In the meanwhile Andris learns that Janka fell into captivity, so he has got enough challenge to meet. His task is rendered more difficult by the fact that most of the characters prove to be other than they seem, so he has to solve more and more mysteries.
The tale has of course a happy ending: Andris returns victorious, and after some amorous meandering - the rival She is called Demon Babyface - he finds his way back to Janka.
As we can see, the story is not basically new, we find some points of contact with famous tales of the past and the present (we think of tales by Csukás and Ervin Lázár, furtherly of Harry Potter, The Lord of the Rings, or The Never Ending Story).
It is no more than certain turns of the plot, some situations or reminiscences that remind us of the books mentioned above, but even those are reborn and refreshed in the bath of Varró's verses and rhymes. A special virtue of the book is the inclusion of modern notions and devices (e-mail, internet, cellular phone) into the story in a way that makes the young readers understand, for instance, why grandma is sad to get an sms from her grandson instead of a letter.
The adventures of Smudge Hill appeal to children as much as to adults. It was a splendid idea of Dániel Varró, a virtuoso of versification, to permeate his story with fine hints to world literature. The verse tale as a whole is written in the strophic form of Pushkin's Onegin, and its twelve chapters correspond to the twelve cantos of Aeneid. As we probably remember, it happens in the sixth canto of Aeneid that Aeneas descends into the underworld to meet his father's spirit, and to get information concerning the fate that awaits him. And see, it is in the sixth chapter that Andris Muhi crosses Drivelland and visits the pits there. In that perilous region he has two guides - again a meaningful motive! -: Straight and Crooked. In this chapter meter is changed into terza rima, that of Divina Commedia, which is also held to symbolize infinity, while the description of the figures found in the pits is rendered in limericks.

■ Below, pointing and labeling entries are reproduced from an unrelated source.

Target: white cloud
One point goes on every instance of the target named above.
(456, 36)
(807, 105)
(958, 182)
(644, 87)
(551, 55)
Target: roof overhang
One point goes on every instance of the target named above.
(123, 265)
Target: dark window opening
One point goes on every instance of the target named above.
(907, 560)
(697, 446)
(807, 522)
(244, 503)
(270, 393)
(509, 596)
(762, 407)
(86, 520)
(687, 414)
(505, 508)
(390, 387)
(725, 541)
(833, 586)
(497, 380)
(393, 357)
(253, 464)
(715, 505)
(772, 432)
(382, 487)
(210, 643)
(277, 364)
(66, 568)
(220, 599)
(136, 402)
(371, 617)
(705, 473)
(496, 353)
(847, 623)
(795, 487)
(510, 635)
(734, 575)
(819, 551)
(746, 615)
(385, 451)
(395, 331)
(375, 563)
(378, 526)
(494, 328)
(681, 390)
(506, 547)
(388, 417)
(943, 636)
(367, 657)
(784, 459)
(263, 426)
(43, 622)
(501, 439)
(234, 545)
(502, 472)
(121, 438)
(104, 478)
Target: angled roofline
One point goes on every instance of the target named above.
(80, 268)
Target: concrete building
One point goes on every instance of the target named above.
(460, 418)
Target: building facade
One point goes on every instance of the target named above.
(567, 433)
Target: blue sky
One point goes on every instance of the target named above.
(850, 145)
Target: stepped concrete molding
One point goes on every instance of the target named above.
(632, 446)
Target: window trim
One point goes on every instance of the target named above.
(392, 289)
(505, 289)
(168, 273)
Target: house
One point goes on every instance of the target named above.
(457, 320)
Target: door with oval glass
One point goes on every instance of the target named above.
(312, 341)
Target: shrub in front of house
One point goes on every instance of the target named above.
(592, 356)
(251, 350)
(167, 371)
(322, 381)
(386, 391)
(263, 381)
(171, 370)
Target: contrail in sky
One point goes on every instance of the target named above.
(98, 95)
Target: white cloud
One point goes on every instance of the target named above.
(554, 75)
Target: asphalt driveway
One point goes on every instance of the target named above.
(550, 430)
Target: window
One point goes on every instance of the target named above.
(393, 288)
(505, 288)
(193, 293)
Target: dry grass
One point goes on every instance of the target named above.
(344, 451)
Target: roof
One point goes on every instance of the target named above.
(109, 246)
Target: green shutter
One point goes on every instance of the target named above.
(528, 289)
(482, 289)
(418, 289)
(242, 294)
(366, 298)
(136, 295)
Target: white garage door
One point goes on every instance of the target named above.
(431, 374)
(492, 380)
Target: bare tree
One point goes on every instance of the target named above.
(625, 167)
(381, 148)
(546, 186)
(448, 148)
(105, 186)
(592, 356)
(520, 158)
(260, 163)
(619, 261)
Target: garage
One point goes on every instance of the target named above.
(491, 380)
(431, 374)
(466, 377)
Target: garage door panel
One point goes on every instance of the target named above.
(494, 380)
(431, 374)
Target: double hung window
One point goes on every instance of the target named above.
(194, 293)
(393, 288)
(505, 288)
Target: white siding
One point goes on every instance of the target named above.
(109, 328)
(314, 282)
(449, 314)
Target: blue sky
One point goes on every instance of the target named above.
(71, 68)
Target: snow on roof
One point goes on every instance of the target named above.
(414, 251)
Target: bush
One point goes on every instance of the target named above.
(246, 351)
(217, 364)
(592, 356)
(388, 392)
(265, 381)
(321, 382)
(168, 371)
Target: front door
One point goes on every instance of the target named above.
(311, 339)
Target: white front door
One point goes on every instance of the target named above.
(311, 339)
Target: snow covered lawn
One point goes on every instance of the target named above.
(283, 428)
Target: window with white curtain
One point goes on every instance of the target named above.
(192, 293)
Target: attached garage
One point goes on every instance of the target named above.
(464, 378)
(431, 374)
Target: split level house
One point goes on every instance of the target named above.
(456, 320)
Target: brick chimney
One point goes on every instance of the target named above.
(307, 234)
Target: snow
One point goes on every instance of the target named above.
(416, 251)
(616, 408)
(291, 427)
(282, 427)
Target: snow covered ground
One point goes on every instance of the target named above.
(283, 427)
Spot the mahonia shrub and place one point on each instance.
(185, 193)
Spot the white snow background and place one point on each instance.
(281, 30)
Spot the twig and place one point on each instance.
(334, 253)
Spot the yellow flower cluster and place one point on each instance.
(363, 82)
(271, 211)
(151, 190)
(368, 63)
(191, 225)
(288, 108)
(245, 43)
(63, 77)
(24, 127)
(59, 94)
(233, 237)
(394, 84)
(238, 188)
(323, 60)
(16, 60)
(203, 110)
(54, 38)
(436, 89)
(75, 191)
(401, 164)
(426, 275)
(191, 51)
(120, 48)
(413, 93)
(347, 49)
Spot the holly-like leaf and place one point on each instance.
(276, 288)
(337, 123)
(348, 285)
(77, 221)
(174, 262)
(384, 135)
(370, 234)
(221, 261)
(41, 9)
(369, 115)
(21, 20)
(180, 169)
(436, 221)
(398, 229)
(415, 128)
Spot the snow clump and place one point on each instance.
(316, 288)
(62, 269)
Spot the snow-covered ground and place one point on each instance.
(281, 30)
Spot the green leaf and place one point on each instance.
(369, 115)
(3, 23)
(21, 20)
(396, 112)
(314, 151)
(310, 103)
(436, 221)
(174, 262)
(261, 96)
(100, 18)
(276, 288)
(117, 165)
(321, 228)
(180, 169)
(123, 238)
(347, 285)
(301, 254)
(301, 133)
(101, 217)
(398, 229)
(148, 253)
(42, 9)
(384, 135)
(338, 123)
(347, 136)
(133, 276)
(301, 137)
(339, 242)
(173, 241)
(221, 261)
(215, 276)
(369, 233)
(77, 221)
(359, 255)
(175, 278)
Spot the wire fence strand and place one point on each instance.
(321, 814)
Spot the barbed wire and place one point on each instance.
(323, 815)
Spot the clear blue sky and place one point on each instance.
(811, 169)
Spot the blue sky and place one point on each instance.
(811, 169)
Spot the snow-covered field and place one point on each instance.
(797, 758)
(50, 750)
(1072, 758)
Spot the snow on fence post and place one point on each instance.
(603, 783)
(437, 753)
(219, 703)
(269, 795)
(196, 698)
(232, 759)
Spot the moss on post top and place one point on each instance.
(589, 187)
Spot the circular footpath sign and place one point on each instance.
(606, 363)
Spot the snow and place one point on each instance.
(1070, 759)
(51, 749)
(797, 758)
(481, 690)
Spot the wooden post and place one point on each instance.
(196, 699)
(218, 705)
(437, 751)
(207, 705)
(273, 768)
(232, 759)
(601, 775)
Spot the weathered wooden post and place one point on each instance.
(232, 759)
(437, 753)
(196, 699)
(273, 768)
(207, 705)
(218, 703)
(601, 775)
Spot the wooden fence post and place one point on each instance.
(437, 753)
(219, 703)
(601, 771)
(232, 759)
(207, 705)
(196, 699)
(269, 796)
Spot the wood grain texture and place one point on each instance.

Varró's tale, so to say, transcends the world of "simple illusion", and embeds the world of tales into the universe of literature. This partly gives an additional pleasure to educated parents when they read or explain the book to their kids, partly it prepares the kids in a playful way for a later meeting with the masterpieces in question. The book will be probably appreciated mostly by children between nine and twelve years of age. So we must not expect that young readers will immediately turn to Virgil or Dante, still the book can shape their outlook on classic literature; it can shift "great authors" from a place of venerated and intangible idols to another, where they are accessible even for children. At last - and this is probably the greatest praise - Beyond Smudge Hill is likely to provoke conversations between parents and children, between elder and younger brothers or sisters, between teachers and pupils. I mean the kind of conversation which is dying off these days, which can be simply called human, in which children gain the due attention.